In the pivotal phase 3 TROPION-Lung01 trial (NCT04656652), which focused on patients with previously treated advanced NSCLC, Dato-DXd met 1 of its dual primary endpoints, demonstrating significantly improved progression-free survival (PFS) compared to docetaxel (hazard ratio [HR] 0.75; 95% CI, 0.62-0.91; P = 0.004). Superior efficacy was observed in patients with nonsquamous histology.
Jacob Sands and the team aimed to assess the overall survival benefit and safety profile of Dato-DXd compared to docetaxel in this patient population.
They performed an inclusive analysis in the global, phase 3, open-label TROPION-Lung01 study, where patients with advanced NSCLC were randomized in a 1:1 ratio to receive either Dato-DXd at 6 mg/kg or docetaxel at 75 mg/m² every 3 weeks (Q3W).
The primary endpoints included PFS assessed by blinded independent central review and overall survival (OS). Prespecified subgroup analyses were conducted for PFS and OS based on histology, particularly focusing on nonsquamous NSCLC. Safety assessments, including treatment-related adverse events (TRAEs), were secondary endpoints of the study.
About 299 and 305 patients were randomized to receive Dato-DXd or docetaxel, respectively. The baseline characteristics were balanced between the treatment arms. At the data cutoff of March 1, 2024, the median follow-up was 23.1 months for both groups.
The median overall survival (OS) was 12.9 months (95% CI, 11.0-13.9) for Dato-DXd compared to 11.8 months (95% CI, 10.1-12.8) for docetaxel (HR 0.94; 95% CI, 0.78-1.14; P=0.530) in the full analysis set. In the prespecified nonsquamous subgroup, median OS was numerically longer with Dato-DXd at 14.6 months (95% CI, 12.4-16.0) vs 12.3 months (95% CI, 10.7-14.0) with docetaxel (HR 0.84; 95% CI, 0.68-1.05).

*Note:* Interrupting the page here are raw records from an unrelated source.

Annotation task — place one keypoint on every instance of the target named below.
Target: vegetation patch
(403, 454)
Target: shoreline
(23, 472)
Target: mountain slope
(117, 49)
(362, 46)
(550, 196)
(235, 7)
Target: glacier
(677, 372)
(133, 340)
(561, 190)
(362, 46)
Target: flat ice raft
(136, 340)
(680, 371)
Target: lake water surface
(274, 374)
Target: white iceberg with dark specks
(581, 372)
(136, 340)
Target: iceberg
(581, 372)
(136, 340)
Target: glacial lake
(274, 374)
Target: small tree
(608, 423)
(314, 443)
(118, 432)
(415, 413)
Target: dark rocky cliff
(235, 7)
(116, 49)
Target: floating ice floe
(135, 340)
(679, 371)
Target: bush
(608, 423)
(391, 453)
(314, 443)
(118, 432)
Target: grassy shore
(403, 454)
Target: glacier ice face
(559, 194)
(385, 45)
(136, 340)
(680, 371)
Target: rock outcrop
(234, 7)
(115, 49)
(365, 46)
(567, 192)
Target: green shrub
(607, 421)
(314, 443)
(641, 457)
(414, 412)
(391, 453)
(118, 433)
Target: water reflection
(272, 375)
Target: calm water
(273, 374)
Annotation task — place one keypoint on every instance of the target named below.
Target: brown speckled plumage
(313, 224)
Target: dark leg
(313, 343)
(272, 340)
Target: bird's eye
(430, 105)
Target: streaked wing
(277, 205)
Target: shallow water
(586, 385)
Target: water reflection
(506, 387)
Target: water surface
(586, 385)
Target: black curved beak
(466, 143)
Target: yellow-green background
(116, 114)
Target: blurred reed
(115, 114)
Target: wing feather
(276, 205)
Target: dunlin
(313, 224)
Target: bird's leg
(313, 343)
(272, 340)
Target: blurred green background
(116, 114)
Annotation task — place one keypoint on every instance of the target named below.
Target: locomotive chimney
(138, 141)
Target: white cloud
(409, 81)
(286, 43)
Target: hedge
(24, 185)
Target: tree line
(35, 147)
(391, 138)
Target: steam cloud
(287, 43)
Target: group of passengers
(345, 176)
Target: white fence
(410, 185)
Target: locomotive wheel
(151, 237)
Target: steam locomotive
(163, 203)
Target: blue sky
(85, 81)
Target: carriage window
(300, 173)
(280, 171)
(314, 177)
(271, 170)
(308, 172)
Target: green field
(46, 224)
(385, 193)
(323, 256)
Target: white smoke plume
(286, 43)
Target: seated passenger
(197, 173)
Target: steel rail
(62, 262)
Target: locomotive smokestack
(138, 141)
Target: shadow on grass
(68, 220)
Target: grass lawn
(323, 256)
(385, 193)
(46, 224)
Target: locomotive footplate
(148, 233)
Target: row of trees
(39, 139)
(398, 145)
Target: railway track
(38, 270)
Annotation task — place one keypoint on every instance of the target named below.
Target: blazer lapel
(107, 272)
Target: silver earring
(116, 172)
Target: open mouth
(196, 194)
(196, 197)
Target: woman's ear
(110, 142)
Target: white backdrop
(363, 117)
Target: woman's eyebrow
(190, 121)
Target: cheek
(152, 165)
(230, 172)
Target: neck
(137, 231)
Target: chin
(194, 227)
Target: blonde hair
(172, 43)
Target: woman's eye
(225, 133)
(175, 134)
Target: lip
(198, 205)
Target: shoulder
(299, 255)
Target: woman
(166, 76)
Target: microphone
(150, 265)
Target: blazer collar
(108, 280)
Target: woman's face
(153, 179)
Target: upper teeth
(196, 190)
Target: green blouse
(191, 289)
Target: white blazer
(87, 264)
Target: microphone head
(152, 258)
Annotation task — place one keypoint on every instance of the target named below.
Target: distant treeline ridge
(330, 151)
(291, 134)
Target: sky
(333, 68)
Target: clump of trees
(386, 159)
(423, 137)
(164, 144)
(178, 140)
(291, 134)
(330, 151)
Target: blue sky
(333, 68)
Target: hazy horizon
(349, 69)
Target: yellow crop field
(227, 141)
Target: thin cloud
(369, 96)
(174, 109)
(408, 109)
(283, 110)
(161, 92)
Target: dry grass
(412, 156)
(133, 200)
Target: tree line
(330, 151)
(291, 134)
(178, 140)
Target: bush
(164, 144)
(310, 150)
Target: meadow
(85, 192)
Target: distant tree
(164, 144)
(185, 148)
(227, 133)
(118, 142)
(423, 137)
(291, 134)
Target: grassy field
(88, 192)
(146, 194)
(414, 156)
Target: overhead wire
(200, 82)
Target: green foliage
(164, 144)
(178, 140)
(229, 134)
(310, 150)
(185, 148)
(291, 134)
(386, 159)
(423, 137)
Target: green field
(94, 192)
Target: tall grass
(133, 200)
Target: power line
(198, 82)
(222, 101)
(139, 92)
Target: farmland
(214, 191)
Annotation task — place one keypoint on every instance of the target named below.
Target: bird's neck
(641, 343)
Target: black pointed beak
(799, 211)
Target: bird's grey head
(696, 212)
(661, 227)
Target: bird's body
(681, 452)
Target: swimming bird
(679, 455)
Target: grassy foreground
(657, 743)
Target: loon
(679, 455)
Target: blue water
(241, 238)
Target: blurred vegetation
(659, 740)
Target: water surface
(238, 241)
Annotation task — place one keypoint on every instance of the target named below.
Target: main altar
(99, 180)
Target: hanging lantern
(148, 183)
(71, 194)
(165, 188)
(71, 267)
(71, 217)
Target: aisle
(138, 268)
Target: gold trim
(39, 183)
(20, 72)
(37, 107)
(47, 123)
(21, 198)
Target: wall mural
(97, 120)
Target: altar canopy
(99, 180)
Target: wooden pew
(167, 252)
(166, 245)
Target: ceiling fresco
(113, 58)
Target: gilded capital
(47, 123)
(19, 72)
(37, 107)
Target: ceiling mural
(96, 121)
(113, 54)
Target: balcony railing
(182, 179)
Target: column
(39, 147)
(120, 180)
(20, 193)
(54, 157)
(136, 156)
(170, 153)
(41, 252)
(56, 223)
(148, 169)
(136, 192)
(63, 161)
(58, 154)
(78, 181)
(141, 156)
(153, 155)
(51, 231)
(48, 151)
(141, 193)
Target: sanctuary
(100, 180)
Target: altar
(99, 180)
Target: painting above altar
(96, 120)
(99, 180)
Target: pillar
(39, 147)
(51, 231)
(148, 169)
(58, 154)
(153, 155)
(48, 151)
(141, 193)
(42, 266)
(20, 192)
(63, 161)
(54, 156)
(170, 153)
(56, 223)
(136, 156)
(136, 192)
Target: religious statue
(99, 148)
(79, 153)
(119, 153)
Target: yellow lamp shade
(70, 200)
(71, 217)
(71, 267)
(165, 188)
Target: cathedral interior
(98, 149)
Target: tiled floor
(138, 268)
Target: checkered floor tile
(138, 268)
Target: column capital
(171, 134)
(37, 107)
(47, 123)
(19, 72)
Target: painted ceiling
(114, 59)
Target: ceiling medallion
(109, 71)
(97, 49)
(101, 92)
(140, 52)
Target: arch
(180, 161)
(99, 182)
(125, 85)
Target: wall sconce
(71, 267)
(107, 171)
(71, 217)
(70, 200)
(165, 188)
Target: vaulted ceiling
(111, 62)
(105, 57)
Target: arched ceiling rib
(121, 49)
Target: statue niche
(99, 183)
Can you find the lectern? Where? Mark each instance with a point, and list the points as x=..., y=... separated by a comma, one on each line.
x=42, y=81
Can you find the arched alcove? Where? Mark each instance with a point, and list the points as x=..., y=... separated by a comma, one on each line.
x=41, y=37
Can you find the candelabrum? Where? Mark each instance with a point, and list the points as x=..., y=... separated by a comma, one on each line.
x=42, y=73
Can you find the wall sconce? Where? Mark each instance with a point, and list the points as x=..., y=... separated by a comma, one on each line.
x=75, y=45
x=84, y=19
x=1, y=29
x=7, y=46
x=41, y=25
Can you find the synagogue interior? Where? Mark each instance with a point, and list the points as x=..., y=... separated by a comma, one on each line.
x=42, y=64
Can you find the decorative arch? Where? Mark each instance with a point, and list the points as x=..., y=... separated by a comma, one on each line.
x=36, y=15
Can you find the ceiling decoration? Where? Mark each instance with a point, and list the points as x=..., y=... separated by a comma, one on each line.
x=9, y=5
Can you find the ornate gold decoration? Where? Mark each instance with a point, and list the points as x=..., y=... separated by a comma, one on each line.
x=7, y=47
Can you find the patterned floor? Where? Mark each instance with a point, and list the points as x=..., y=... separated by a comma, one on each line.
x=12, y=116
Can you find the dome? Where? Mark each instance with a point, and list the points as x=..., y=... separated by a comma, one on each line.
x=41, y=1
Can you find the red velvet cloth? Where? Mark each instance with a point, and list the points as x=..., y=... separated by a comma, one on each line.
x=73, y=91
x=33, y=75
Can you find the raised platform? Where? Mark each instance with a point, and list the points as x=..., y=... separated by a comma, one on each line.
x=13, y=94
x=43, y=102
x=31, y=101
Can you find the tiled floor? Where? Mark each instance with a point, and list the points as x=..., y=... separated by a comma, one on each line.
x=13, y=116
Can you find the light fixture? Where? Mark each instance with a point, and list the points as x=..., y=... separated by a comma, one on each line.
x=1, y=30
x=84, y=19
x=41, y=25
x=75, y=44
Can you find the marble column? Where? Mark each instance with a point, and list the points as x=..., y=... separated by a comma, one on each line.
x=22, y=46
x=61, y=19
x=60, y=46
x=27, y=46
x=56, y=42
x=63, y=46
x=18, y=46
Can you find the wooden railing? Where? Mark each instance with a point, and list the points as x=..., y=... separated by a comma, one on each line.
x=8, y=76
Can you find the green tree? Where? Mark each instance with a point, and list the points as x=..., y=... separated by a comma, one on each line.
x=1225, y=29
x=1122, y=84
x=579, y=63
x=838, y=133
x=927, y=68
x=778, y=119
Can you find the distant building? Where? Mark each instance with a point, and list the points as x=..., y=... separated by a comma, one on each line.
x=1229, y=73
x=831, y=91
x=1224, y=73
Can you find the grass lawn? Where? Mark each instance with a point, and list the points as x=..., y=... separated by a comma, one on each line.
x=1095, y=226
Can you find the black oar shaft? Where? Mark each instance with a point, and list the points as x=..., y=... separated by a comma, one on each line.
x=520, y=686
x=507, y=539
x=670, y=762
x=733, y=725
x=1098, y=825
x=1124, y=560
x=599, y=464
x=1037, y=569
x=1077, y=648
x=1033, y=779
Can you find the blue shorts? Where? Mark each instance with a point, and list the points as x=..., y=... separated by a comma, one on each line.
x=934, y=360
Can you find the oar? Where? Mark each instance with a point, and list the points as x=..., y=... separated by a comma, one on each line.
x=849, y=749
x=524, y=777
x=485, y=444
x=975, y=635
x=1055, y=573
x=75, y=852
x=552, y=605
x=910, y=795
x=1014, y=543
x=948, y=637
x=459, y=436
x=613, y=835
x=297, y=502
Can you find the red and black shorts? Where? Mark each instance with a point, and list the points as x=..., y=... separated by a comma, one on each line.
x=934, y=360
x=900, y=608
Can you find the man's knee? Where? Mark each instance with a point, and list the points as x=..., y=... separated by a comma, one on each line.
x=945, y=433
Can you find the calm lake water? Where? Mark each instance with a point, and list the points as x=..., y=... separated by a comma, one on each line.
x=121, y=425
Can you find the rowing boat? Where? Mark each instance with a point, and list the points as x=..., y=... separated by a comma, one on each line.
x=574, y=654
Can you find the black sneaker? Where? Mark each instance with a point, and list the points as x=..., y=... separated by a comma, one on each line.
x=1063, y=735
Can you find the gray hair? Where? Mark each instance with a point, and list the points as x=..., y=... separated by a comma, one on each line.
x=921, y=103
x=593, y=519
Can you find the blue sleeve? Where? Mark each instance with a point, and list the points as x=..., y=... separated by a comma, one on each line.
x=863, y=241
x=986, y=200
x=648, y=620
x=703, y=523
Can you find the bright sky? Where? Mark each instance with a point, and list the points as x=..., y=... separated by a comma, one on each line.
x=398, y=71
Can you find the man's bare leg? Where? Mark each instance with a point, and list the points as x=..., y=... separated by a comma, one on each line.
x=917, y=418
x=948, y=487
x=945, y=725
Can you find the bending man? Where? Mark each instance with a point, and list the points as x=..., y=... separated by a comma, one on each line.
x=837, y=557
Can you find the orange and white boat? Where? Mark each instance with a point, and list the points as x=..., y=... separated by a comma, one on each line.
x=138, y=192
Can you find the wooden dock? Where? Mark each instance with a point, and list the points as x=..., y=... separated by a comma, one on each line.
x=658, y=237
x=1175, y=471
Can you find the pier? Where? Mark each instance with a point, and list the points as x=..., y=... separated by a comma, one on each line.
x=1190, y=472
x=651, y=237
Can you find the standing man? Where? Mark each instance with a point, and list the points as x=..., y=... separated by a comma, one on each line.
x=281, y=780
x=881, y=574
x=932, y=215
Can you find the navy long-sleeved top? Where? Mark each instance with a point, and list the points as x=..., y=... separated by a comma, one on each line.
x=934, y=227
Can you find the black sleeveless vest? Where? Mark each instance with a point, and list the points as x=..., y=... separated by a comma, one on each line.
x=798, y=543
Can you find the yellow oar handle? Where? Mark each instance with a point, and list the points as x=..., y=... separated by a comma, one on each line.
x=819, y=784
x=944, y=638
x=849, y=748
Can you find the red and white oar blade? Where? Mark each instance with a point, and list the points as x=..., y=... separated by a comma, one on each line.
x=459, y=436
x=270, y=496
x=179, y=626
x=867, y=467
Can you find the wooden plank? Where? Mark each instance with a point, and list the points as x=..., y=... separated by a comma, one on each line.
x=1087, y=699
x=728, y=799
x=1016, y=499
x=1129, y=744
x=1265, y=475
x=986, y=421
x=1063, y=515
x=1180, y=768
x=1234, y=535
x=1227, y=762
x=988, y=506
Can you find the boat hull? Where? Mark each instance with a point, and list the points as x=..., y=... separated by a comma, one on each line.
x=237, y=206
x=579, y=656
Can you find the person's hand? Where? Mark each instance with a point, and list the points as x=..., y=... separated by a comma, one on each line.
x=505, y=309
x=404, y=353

The most common treatment-related adverse events (TRAEs) with Dato-DXd were stomatitis (47% vs 16% with docetaxel) and nausea (34% vs 17% with docetaxel), while the most frequent TRAEs with docetaxel were alopecia (35% vs 32% with Dato-DXd) and neutropenia (26% vs 5% with Dato-DXd). Grade ≥3 TRAEs and those leading to treatment discontinuation occurred more frequently with docetaxel than with Dato-DXd (42% vs 26% and 12% vs 8%, respectively).
The study concluded that while TROPION-Lung01 did not meet the second dual primary endpoint of OS, Dato-DXd demonstrated a numerical improvement in OS compared to docetaxel in the full NSCLC analysis set.
In the prespecified nonsquamous NSCLC subgroup, Dato-DXd showed a clinically meaningful trend towards prolonged OS. The overall safety and efficacy profile of Dato-DXd supports its potential as a new therapeutic option for patients with nonsquamous NSCLC who are eligible for subsequent therapy.
The trial is sponsored by Daiichi Sankyo.
Source: https://cattendee.abstractsonline.com/meeting/20598/presentation/3217
Clinical Trial: https://clinicaltrials.gov/study/NCT04656652
Sands J, Lisberg A, Okamoto I, et al. (2024). “Datopotamab Deruxtecan Vs Docetaxel in Patients with Non-Small Cell Lung Cancer: Final Overall Survival from TROPION-Lung01.” Presented at IASLC-WCLC 2024, September 8, 2024; Singapore.